Those hoping for a £1 billion stimulus windfall for United Kingdom science in today’s budget announcement were disappointed. Although there was no new money for research, the U.K. government sought to firm up its commitment to fighting climate change with an even more ambitious target for carbon dioxide reductions and new funding for green manufacturing and low-carbon energy.
Ministers in the Department for Innovation, Universities and Skills were rumoured last month to be lobbying for a science stimulus package along the lines of the President Barack Obama’s American Recovery and Reinvestment Act. Several big name scientists supported the idea in the press. But that dream was shattered today by budget delivered to Parliament by Chancellor Alistair Darling that put more emphasis on cuts and efficiency savings than stimulating the economy.

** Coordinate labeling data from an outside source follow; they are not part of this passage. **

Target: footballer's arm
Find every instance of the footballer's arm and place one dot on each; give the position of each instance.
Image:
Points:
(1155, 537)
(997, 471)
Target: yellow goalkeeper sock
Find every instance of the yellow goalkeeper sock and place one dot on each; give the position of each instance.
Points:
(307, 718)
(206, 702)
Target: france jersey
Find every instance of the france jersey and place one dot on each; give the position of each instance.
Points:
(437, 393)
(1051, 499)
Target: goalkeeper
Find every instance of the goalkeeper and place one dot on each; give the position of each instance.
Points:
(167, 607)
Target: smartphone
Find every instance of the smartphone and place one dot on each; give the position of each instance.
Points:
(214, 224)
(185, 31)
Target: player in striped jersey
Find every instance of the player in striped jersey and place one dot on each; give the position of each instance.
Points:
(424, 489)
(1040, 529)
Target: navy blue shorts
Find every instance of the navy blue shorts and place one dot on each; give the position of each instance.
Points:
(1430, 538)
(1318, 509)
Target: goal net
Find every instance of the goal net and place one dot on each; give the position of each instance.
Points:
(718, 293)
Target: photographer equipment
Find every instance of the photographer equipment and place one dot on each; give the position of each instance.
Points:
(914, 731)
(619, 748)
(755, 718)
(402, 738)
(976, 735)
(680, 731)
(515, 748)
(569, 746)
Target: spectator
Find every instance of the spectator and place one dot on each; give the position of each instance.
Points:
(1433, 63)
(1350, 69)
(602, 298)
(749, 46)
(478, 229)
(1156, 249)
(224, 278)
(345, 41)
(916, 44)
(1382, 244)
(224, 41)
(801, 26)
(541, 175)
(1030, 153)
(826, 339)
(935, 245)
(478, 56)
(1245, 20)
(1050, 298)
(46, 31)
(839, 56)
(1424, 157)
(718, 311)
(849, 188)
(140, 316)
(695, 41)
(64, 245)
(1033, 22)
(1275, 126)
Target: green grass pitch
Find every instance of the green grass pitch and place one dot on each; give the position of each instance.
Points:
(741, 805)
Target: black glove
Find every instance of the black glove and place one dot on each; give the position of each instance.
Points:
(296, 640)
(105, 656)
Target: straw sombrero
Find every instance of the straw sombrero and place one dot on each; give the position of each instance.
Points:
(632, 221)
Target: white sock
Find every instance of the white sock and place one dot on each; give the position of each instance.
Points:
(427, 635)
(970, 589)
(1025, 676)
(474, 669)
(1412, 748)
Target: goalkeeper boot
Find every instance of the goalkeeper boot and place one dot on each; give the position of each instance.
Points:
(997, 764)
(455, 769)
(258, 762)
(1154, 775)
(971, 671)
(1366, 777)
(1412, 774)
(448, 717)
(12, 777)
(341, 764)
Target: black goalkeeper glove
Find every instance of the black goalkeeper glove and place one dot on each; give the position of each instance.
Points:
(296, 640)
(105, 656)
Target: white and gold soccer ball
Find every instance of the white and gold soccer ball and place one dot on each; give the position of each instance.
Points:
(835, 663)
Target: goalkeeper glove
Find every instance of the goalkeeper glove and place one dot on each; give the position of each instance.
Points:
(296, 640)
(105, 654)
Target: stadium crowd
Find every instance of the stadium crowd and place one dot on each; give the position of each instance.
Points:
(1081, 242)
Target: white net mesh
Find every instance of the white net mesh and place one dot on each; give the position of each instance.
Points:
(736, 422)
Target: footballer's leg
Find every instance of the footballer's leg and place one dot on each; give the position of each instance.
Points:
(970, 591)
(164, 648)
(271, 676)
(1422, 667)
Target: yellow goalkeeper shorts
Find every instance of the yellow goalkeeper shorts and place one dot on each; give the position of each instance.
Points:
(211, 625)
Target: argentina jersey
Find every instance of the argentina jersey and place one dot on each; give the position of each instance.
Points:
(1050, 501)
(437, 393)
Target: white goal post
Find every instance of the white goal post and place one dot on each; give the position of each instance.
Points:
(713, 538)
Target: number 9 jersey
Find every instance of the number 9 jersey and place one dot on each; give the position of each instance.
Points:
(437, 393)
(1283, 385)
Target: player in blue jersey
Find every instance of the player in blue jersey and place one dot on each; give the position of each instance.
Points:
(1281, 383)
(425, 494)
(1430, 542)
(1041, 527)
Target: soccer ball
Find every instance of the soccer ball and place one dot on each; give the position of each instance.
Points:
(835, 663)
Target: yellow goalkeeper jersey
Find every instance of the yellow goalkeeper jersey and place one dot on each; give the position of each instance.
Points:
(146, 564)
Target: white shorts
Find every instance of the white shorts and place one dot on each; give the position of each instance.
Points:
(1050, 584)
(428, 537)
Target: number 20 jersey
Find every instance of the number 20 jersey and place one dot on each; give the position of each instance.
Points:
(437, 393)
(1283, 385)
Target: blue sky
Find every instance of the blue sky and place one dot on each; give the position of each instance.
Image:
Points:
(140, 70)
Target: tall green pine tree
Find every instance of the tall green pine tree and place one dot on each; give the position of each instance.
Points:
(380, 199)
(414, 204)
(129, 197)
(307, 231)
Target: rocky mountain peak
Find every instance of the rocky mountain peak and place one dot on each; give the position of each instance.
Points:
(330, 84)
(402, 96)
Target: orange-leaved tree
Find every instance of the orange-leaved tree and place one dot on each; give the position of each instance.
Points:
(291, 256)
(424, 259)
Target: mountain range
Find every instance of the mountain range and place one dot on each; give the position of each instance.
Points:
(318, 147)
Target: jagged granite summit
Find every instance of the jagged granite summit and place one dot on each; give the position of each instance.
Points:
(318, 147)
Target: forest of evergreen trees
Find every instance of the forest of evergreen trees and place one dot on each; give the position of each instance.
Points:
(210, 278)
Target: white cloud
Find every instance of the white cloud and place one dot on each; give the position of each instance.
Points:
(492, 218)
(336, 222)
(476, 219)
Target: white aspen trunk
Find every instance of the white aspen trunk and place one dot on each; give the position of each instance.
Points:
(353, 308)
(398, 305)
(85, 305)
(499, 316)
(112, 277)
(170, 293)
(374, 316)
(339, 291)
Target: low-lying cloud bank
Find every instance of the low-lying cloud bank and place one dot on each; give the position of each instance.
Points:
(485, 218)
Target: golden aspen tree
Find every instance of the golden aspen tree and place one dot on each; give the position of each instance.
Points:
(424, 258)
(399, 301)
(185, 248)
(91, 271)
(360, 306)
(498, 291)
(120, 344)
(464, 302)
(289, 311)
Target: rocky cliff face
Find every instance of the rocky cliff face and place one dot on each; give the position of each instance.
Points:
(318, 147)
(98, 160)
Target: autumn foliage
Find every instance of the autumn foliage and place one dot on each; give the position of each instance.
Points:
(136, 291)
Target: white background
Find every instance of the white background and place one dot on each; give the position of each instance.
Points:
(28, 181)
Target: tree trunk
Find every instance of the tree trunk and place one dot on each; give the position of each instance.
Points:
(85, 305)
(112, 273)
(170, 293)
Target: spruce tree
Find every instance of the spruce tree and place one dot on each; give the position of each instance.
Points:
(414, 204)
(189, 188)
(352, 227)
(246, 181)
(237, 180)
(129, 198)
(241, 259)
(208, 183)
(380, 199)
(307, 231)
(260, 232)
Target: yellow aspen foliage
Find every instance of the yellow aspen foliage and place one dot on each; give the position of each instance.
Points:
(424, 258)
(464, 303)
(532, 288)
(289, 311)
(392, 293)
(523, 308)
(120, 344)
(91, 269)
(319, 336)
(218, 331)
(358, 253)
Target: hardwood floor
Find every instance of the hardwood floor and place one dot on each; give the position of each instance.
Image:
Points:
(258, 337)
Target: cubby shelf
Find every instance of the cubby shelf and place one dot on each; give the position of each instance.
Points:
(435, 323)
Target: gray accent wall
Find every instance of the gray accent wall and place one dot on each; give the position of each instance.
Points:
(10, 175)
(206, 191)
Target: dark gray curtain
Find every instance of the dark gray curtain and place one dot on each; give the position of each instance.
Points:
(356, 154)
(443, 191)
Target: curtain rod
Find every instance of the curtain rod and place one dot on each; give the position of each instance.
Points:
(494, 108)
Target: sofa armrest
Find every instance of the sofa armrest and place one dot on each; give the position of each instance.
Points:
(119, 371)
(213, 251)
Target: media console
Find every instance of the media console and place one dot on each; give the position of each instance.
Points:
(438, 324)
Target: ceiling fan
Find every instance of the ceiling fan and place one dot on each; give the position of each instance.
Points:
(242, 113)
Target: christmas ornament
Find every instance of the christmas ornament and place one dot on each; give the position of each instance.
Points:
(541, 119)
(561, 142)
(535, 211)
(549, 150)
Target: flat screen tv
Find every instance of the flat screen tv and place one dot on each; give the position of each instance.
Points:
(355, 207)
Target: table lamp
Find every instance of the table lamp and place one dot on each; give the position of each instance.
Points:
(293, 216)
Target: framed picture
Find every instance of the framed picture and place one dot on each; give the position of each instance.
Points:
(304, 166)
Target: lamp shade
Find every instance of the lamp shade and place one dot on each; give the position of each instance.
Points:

The government’s green credentials were very much on show, however, with a new commitment to reduce carbon dioxide emissions 34% compared by 2020 to 1990 levels. To help achieve this the Chancellor promised £1 billion for low-carbon industries, £525 million for offshore wind projects, £435 million for energy efficiency, and £405 million to encourage low-carbon energy and advanced green manufacturing. That last pot will fund four pilot coal-fired power plants equipped with carbon capture and storage technology.
These initiatives drew a mixture of responses, ranging from some calling the budget a welcome boost for the green economy, to others labeling it too little too late. Science commentators warned that if the United Kingdom is to make its mark in environmental technology, it needs robust science to underpin innovation. "It must be remembered … that scientific advances—in renewable energy research, in the digital industries that have spurred the communications revolution, and in other important future industries like biotechnology—require a healthy research base. We must continue investing in order to ensure that the U.K. has a healthy pipeline of scientifically trained individuals and to maintain and strengthen our leading position in research and its applications,” says Robert Kirby-Harris, chief executive of the Institute of Physics.
The seven U.K. research councils—which distribute grants and fund large research infrastructures—managed to save £106 million that could have been lost if they were subjected to the efficiency savings the Chancellor is enforcing elsewhere in the government. But this protected money, the budget documents state, must be reinvested “to support key areas of economic potential.” This, according to Nick Dusic, director of the Campaign for Science and Engineering, undermines the independence of the research councils. “There needs to be an urgent review of this decision as it completely destroys the idea the research councils operate at arm’s length from government. Rather than boosting investment in the research base, like our international competitors, the government has moved money around,” he says.